2011 Tour could be race's true fresh start

October, 7, 2010

The Tour of California's much-anticipated shift from February to May in 2010 made for better weather, but the overall climate of the race didn't prove to be ideal for a couple of other reasons. First, offseason wildfires and flooding damaged roads and forced organizers to change the start city and route for the queen stage up to Big Bear. Then, the narrative of the race was overtaken by Floyd Landis' confession and allegations against former teammate Lance Armstrong and others. HTC-Columbia's Michael Rogers of Australia won by a scant 9 seconds, breaking the American stranglehold on the title.

In a sense, the 2011 edition could be the true fresh start organizers craved. After years of wistful talk, the race will finally visit the high-altitude resort area of Lake Tahoe. There are some familiar way stations along the eight-day route, and the Solvang time trial is back after a one-year absence. Andrew Messick, president of race presenter AEG Sports, said decisive climbs will be placed closer to the finish of stages, answering the traditional criticism from riders and fans. And the zigzag road up to Mount Baldy in the San Gabriel mountains north of the Los Angeles metropolis should provide the most challenging finish in the six-year history of the race.

Once again, the race will conflict with the Giro d'Italia, but it will be an appealing part of Tour de France lead-up for some top contenders and will form part of a more sensible calendar for American teams and riders. The U.S. national road championships will take place just a week after the Tour of California ends, and some domestic teams will go on to Philadelphia the week after the racing in South Carolina.

Here are the stage starts and finishes and some preliminary analysis. The final route won't be announced until December or January:

Stage 1, Sunday May 15: South Lake Tahoe to North Lake Tahoe (Northstar-at-Tahoe Resort)
A picturesque circuit around the lake with a short uphill finish. Might not be suited to pure sprinters.

Stage 2, Monday, May 16: North Lake Tahoe (Squaw Valley) to Sacramento
Sprint finish is dictated here. Here's hoping it won't result in the demolition derby that ensued this year.

Stage 3, Tuesday, May 17: Auburn to Modesto
Another day for the sprinters.

Stage 4, Wednesday, May 18: Livermore to San Jose
Expect lots of climbing in this stage and a possible finish in the foothills on the outskirts of San Jose as opposed to downtown. Could separate the overall contenders from the pack.

Stage 5, Thursday, May 19: Seaside to Paso Robles
Should include a significant stretch down spectacular -- and windy -- Highway 1, but without route details, it's hard to speculate on how tough this day will be. The only certainty is that it will be long.
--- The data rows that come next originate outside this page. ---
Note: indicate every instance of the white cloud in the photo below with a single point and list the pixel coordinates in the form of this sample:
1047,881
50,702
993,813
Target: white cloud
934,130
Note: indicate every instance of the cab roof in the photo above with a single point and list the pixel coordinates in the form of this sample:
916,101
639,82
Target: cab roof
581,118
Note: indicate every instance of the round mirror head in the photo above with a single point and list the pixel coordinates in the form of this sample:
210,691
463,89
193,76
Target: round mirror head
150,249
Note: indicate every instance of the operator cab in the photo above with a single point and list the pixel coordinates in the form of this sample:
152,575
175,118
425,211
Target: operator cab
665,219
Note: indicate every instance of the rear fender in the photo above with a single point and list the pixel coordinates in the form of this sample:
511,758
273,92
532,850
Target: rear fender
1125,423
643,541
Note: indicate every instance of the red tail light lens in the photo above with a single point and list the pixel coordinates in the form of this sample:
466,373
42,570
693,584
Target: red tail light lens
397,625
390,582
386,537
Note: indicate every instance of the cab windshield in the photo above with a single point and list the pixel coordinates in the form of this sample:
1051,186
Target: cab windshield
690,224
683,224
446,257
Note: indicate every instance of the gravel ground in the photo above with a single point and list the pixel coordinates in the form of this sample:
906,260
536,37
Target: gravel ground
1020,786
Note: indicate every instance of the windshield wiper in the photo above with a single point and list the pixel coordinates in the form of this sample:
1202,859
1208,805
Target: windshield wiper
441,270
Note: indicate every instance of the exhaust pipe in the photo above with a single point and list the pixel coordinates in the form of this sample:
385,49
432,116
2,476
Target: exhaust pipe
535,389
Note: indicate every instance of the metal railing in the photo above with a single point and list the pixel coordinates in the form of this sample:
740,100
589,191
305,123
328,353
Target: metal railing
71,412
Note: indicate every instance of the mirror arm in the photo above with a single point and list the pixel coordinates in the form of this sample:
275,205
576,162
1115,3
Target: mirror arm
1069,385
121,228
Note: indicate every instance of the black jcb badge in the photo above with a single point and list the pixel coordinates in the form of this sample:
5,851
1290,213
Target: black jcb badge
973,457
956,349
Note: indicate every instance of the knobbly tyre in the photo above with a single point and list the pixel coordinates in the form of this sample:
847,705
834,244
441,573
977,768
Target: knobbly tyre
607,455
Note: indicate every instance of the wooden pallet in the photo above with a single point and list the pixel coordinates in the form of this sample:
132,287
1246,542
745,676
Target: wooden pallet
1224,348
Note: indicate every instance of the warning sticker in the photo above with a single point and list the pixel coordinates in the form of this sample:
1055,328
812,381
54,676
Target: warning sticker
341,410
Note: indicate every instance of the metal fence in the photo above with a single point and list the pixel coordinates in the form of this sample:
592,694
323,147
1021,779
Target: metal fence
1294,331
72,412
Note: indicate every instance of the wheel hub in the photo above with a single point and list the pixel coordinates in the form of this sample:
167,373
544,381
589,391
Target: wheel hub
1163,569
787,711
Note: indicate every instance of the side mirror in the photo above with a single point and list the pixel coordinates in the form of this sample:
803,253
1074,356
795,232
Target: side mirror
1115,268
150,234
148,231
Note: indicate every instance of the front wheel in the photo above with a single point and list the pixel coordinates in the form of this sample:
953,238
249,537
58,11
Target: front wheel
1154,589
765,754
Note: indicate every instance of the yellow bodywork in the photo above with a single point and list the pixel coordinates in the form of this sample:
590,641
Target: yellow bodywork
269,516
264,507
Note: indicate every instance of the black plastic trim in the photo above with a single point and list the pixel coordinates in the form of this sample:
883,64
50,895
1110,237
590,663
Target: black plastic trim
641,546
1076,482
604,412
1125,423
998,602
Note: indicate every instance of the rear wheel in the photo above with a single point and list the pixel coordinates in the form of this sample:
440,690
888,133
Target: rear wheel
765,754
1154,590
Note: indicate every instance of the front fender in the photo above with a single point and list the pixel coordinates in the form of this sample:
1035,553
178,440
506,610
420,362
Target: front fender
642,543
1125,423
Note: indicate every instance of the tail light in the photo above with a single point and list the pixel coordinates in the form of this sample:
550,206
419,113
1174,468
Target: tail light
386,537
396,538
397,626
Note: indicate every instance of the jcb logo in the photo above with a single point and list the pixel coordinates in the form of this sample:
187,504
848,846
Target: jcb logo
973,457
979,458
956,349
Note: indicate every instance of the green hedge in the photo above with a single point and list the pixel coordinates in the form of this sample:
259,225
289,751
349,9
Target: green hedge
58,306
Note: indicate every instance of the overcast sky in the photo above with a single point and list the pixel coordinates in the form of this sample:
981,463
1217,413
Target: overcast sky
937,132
Stage 6, Friday, May 20: Solvang individual time trial
The Solvang time trial that was a key factor in Levi Leipheimer's three wins (2007-09) has returned, and the rolling route through "Sideways" wine country will be extended by an as-yet-unannounced distance. The little faux-Scandinavian hamlet has always done a great job of making the day a party experience for fans, and that should be doubly true in its 100th anniversary year.

Stage 7, Saturday, May 21: Claremont to Mount Baldy
If the race goes all the way to the top, the last 4.5 miles will feature 18 switchbacks and an average gradient of 10 percent. Organizers think this road won't be as vulnerable to the fall/winter elements as the way to Big Bear. Looks as if the race finally has itself a difference-maker. Amateurs will be able to ride the route several weeks before in an event similar to "L'Etape du Tour," a Tour de France tradition.
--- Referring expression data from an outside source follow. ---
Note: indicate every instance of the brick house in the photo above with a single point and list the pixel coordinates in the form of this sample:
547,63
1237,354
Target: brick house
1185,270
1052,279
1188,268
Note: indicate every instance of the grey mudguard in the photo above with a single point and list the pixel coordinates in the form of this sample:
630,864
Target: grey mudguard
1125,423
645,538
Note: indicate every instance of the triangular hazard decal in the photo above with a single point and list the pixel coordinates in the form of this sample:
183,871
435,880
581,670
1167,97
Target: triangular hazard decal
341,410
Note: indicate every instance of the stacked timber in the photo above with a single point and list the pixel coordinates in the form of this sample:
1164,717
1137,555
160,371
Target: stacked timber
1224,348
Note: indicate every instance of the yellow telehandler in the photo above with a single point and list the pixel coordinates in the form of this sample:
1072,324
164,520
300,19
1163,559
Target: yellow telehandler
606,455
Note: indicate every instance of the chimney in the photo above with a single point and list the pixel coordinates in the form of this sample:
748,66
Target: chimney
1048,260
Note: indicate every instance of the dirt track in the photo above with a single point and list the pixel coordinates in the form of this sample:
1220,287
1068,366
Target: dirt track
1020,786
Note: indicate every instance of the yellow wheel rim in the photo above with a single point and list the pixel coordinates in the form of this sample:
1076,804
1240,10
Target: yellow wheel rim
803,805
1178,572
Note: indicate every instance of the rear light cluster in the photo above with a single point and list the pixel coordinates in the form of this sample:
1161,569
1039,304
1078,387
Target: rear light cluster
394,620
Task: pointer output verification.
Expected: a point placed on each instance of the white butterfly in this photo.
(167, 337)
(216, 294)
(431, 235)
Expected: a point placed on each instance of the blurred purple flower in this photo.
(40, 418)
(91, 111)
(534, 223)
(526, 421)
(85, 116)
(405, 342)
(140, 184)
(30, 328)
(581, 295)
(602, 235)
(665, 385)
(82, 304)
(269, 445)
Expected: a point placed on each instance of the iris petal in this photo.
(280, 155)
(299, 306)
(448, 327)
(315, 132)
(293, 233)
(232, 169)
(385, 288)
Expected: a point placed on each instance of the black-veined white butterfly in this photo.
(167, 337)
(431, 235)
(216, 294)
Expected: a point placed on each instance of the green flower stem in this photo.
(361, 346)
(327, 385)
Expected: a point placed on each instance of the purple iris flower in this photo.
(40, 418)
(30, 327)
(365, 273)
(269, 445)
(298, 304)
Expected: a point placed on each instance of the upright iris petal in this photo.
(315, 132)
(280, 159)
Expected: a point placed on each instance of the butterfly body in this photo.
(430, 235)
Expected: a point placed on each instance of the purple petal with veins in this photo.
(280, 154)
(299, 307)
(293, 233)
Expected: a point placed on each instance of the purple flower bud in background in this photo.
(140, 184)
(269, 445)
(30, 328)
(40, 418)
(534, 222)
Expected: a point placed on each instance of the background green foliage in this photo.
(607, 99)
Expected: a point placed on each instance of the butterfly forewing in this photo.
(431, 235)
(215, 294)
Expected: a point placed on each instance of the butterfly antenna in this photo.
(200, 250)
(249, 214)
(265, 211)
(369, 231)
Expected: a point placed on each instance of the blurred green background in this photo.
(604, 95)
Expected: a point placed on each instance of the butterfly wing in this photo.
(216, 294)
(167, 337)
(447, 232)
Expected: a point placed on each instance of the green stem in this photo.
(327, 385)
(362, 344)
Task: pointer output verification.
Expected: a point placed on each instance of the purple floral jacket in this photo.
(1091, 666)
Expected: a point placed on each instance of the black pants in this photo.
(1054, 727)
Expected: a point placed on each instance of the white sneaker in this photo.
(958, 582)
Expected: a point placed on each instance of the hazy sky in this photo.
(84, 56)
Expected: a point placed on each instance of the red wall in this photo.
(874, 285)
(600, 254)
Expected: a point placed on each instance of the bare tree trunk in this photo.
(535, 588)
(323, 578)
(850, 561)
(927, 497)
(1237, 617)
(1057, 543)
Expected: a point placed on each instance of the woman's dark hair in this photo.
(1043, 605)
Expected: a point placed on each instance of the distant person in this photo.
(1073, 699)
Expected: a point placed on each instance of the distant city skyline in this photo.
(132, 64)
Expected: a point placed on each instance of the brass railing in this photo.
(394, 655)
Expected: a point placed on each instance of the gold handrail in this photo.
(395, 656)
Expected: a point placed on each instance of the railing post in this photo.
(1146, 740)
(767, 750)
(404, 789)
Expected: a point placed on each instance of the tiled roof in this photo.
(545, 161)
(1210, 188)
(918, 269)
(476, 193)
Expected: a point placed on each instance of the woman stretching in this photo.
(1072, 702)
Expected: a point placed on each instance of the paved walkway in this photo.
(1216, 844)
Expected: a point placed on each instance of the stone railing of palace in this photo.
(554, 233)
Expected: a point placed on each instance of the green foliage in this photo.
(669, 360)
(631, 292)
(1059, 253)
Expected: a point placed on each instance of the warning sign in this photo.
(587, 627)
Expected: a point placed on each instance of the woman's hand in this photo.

Stage 8, Sunday, May 22: Santa Clarita to Thousand Oaks
Will retrace the peloton's path over some of the tough terrain of this year's circuits in the canyons above Malibu, but the finish appears to be headed to the flatter roads near title sponsor Amgen's headquarters.

One footnote: If you click on the Tour of California website, it's hard not to notice that Armstrong's image still dominates the top of the page, but AEG Sports spokesman Michael Roth said nothing should be read into that -- "It's left over from last year," he said. "We haven't got our new key art yet."

Armstrong, 39, has not formally retired, but he has not raced professionally since the Tour de France in July and is one of the subjects of a wide-ranging federal investigation into doping and fraud in cycling. He remains under contract to RadioShack for next year, but has given no indication of whether he will compete in road races or other endurance events.